In the current study, only blood urea increased from baseline to the 6th day especially in the low-dose albumin compared with the standard-dose albumin in contrast to creatinine which was not affected. The PRA increased in both groups, but the delta change and the percent increase were comparable in both groups. In addition, the PICD development was comparable in both groups. Females and Child Pugh class B patients were more liable for PICD development. When we compared the current two arms with the old arms in our previous study [8], the incidence of PICD was comparable in the five groups, namely terlipressin, HES 130/0.4, low-dose albumin (2 g/L ascitic fluid removed), and the standard-dose albumin (6 g/L ascitic fluid removed).

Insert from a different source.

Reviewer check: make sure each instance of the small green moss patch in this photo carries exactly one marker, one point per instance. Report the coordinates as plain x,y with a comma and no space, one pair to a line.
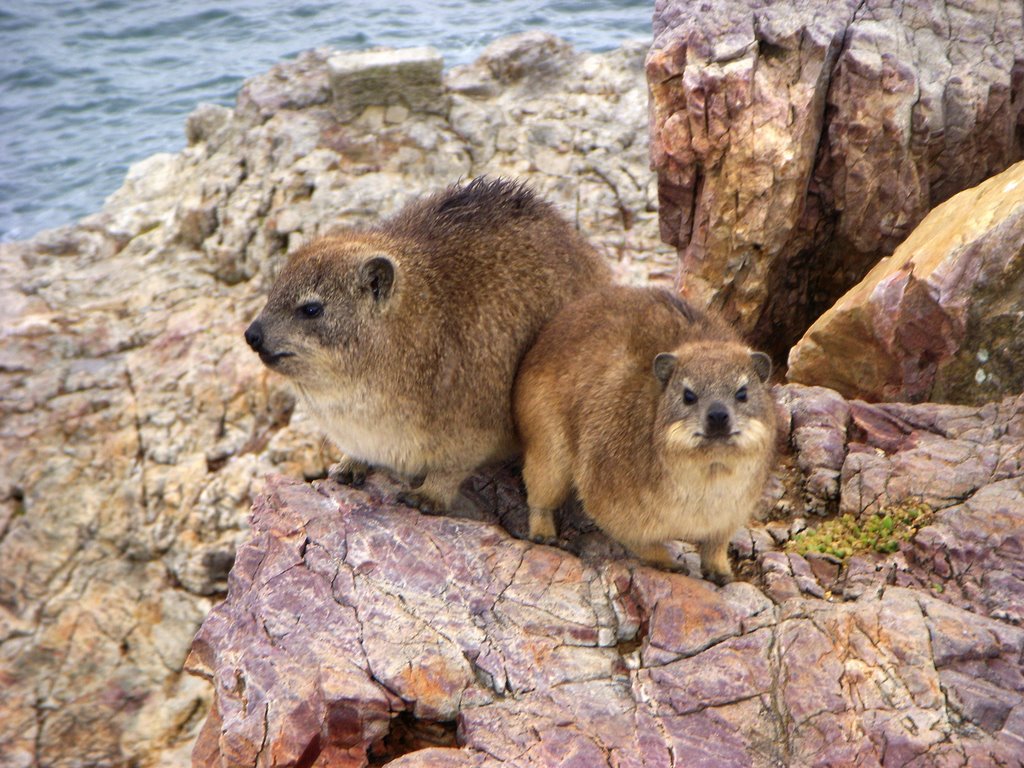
881,531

The limitations of the current study are being single center experience, have relative small number of patients, and have absence of longitudinal follow-up to calculate the incidence of renal impairment, infections, bleeding, and importantly the survival.

Conclusion

Low-dose albumin infusion is comparable to the standard-dose albumin for the prevention of PICD. Furthermore, it is equivalent to terlipressin, midodrine, and HES 130/0.4 for PICD prevention.